Однажды, когда мы играли с Дроздовым в шахматы, я спросил его:
 
— Глеб Валентинович, вы когда-нибудь видели тростник? Только при очень легком ветре.
 
— Кажется, да. А что?
 
— Вопрос простой: почему качаются стебли? Не гнутся, заметьте, не приклоняются к воде, а качаются. Даже при слабом, постоянном ветре.
 
— Ну и почему же?
 
— Не знаю. Но кажется, они похожи на маятник. Только ведь вот подвесьте обычный маятник у открытой форточки — и не будет ничего такого…
 
— Маятники разные есть. Маятник Фроуда раскачивается даже без толчков, нужно только повесить груз на вращающуюся ось. Это совсем обычный маятник, груз — блюдце, только наверху кольцо, и продето оно в стержень, а тот крутится.

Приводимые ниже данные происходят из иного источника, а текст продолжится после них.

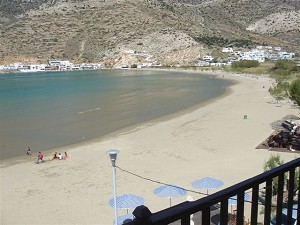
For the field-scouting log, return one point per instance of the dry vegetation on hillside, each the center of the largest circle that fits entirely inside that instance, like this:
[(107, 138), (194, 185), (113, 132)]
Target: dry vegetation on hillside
[(97, 31)]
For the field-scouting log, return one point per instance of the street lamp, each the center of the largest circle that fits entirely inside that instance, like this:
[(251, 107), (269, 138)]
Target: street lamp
[(113, 157)]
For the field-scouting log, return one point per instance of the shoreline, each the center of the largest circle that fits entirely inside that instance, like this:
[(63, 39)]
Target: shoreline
[(214, 141), (49, 152)]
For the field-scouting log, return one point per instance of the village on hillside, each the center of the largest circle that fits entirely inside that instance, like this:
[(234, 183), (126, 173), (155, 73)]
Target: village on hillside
[(260, 53)]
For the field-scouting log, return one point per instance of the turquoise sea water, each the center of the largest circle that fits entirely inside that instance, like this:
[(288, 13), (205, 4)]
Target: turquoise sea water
[(48, 110)]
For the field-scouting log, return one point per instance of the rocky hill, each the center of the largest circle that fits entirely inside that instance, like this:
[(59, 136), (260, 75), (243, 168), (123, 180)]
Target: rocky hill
[(165, 31)]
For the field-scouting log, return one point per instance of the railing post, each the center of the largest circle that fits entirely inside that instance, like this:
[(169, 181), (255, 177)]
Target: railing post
[(224, 212), (240, 208), (268, 201), (206, 216), (279, 199), (186, 220), (291, 192), (254, 205), (141, 214)]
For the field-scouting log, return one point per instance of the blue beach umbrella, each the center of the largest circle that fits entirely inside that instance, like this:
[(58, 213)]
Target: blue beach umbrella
[(207, 183), (233, 200), (123, 219), (127, 201), (169, 191)]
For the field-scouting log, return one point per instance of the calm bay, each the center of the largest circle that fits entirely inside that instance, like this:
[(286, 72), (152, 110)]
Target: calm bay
[(54, 109)]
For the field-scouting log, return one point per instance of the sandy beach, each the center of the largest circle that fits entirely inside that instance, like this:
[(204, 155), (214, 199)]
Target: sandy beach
[(213, 140)]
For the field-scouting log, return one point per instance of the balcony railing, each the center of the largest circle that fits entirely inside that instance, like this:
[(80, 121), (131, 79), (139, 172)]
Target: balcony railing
[(280, 191)]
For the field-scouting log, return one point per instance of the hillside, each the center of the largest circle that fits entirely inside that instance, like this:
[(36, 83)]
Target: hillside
[(166, 31)]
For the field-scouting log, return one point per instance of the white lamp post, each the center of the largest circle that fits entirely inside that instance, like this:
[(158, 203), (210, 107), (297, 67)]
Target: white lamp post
[(113, 157)]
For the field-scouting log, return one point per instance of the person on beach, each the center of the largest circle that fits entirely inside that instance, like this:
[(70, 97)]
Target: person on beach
[(40, 158), (66, 155), (54, 156), (59, 156), (28, 151)]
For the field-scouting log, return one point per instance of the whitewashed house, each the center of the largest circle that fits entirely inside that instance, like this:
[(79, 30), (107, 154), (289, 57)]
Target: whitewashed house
[(227, 50), (207, 58)]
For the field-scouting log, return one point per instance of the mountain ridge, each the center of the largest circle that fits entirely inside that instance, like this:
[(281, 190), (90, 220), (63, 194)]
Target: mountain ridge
[(101, 31)]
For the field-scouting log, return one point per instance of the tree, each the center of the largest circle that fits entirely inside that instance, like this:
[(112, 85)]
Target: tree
[(273, 162), (294, 91)]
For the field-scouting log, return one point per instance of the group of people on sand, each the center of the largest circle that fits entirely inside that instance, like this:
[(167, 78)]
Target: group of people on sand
[(40, 157), (59, 156)]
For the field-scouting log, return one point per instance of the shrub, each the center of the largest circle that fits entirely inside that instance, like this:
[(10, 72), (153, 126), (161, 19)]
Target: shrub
[(295, 91)]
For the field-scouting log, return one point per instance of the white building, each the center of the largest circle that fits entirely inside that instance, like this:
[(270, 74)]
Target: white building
[(207, 58), (227, 50)]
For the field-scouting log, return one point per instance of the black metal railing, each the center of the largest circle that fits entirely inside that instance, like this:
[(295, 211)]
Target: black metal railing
[(271, 190)]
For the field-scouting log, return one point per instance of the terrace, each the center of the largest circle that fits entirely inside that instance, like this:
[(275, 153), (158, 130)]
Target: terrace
[(264, 206)]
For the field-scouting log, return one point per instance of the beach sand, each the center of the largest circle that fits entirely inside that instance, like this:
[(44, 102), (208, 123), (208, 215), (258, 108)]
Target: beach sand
[(213, 140)]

И с постоянной скоростью притом… Что, к своим захотелось? На Ловать-реку, а?
 
Он еще спрашивал. Только вот слово "свои" звучало как-то еще не совсем привычно. Свои… Да нет. Так, пожалуй. Все свои, даже те, кого я недолюбливал.
 
…Кто-то рассказал мне о записке, приколотой булавкой к стволику березы у околицы. На неизвестной мне, но своей дороге, у неизвестного, но своего села девичья, своя рука оставила листок из ученической тетрадки: "Дорогие бойцы! Нас гонят в рабство. Спасите". Тогда, в госпитале, я еще не знал, что все бойцы моей части — и Женя Спасская, и раненые в госпитале, и военный инженер капитан Дроздов — так и останутся своими, близкими людьми, о ком помнить буду всегда. Всегда, хотя раньше "свои" и "близкие" я понимал немного иначе.